Engagement overview
The Vehicle Asset Finance (VAF) business of a leading African Bank was migrating of one of its core operating platforms to a cloud-based provider. The selected third-party provider had successfully completed implementations in the UK and USA, but the Bank was the first African organisation to use this provider.
As a significant player in the overall transformation programme and having expert knowledge of the banking compliance landscape, BSG was asked to oversee and execute the compliance requirements, ensuring the customer journey on the new system remained compliant to all relevant regulations. To enable this, the compliance requirements were managed as a stream of the overall transformation programme, and compliance requirements were considered as part of the upfront requirements gathering and scope planning for each iteration of the implementation.

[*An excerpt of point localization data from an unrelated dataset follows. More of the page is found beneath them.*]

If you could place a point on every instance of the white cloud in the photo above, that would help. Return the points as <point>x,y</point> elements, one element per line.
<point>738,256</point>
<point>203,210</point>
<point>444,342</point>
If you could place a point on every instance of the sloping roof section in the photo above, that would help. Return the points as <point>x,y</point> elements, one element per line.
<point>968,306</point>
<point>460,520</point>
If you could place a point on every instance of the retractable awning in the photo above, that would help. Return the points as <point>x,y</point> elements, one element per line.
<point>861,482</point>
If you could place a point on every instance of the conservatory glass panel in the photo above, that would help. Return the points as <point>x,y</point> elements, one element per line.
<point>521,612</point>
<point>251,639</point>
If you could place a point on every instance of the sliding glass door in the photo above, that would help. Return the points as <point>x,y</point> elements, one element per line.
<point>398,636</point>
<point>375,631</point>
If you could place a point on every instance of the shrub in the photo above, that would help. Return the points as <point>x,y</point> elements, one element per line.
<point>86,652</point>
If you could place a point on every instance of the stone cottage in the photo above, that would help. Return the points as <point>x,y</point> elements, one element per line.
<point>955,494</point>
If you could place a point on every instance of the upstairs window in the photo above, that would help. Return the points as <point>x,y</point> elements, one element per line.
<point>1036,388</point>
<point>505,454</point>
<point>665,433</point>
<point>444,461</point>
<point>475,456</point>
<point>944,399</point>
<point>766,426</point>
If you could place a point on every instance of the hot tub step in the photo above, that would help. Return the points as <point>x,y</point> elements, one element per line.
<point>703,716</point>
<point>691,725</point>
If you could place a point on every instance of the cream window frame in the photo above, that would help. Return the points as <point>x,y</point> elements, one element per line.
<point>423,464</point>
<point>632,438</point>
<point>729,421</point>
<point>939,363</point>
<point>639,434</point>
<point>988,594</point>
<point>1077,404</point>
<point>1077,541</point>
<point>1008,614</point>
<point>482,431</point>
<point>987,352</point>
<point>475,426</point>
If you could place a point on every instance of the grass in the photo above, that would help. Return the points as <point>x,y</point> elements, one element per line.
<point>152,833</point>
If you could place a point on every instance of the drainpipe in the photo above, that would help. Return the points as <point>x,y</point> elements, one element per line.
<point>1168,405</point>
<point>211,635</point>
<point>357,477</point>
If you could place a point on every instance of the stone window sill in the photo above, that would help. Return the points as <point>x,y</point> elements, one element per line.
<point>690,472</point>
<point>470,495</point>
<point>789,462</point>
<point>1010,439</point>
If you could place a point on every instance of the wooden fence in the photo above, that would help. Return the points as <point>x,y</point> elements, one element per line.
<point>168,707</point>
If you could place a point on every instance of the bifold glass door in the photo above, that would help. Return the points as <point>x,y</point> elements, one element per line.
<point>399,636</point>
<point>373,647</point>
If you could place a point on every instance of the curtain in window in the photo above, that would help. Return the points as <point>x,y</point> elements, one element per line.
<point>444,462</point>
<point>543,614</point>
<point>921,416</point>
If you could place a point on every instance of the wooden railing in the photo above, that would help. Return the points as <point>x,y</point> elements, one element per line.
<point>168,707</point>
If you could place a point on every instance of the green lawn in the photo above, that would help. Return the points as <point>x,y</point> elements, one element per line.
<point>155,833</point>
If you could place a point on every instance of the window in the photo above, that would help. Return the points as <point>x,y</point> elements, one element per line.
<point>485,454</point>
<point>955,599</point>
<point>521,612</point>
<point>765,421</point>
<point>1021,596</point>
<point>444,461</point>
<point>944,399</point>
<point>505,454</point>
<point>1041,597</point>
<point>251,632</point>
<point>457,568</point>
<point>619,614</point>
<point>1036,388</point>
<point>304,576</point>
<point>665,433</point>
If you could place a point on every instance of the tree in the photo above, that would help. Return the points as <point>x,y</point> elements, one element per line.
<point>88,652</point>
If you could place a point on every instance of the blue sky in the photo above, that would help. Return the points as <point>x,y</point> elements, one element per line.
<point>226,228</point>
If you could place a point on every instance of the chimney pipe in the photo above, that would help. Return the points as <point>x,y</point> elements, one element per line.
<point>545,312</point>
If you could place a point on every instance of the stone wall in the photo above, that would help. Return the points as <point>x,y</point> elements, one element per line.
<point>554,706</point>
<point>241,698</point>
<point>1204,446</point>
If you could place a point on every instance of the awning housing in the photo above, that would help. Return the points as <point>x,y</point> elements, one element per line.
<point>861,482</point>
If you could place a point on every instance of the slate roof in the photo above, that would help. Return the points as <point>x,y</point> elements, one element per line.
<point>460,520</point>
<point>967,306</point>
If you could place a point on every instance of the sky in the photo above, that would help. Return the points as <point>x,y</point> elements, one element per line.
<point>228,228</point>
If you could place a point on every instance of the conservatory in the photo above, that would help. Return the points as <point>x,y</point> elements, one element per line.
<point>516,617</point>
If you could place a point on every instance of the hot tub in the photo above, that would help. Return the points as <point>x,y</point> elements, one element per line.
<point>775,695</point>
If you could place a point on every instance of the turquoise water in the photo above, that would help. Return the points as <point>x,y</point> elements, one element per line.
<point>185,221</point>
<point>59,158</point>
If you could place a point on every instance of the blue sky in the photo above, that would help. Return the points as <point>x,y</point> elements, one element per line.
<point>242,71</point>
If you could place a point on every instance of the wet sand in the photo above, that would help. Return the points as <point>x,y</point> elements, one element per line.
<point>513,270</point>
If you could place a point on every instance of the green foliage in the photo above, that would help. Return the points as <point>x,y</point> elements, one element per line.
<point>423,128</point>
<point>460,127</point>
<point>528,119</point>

In 2018, the South African Reserve Bank (SARB) issued a directive (D3/2018) and guidance note (G5/2018) on cloud computing and the offshoring of data by banks. SARB expects banks to follow a risk-based approach, aligned with their risk appetite, based on the nature and size of its operations. The directive specifies banks must have a formally defined and board-approved data strategy and data governance framework in place. In addition they must ensure their Risk Appetite Framework effectively manages risks associated with cloud computing and/or the offshoring of data. When offshoring data, banks must ensure compliance with South African regulations, as well as those of the country in which their data is hosted.
The BSG team was instrumental in facilitating the completion of the third-party cloud provider’s risk assessment, used to define the Bank’s Risk Appetite Framework. The framework ensures the Bank has identified, assessed and provided effective controls to manage potential risks of a cloud-based application. The BSG team also facilitated the approvals process with SARB.
In the initial phases of the programme, the team worked with a black box version of the cloud-based application, testing features and functions. The black box used was set-up based on a US-roll-out, and the team found the legislative requirements fundamentally different to South Africa’s. To manage this, the team overlayed the requirements of the various Acts (NCA, CPA, FICA) with the system configuration to ensure compliance.
The overall transformation programme employed an agile, iterative approach. In line with this, features were prioritised based on business needs (i.e. ones that addressed specific business or customer pain points) and items considered ‘low-hanging fruit’ (i.e. ones that could be rolled out easily and with limited downstream impacts).
By being involved in the upfront requirements gathering and sprint scoping, the compliance stream was able to proactively manage compliance requirements. Prioritised features and functions were reviewed to unpack the regulations and involved. The team ensured the Bank’s policies relevant to each regulation were integrated into the requirements gathering process, and provided these reviews to the technical team responsible for implementation. The team then tested features and functions in the development environment to ensure legislative requirements were fully met.
Once the team was satisfied the Bank’s regulatory policies had been effectively implemented and the system was compliant, the Bank’s Compliance and Risk function was brought in to manage the final approvals prior to go-live. At each stage, a risk lens was also applied to ensure the business risk was fully managed in terms of, for example, customer experience and training for staff.
Making a difference
BSG oversaw and facilitated the completion of the third-party cloud provider Risk Assessment, which resulted in the Bank’s Risk Appetite Framework. In addition, the BSG team managed the approvals process of said framework with SARB. Removing this time-consuming requirement from the Bank’s internal Compliance and Risk function.
By managing the compliance requirements as a stream of the overall transformation programme, the team ensured uninterrupted regulatory compliance of a core operating platform throughout the cloud implementation. Compliance requirements formed a fundamental part of the requirements gathering process for each sprint and this ensured costly retro-fitting of compliance-enabling features was avoided. In addition to mitigating the cost of retro-fitting for compliance, by ensuring uninterrupted compliance, the programme stream mitigated the risk of costly fines for non-compliance or regulatory infringements.
By applying a risk lens in addition to a compliance lens during the requirements gathering phase of each sprint, the stream ensured that business risk was identified and assessed proactively. This also contributed to a smooth customer experience (CX) for end-users by ensuring staff were adequately trained on all the features as they were rolled out.
Benefits of the overall programme include a reduction in failed applications, resulting from system inefficiencies, reduced application turnaround times and improved CX.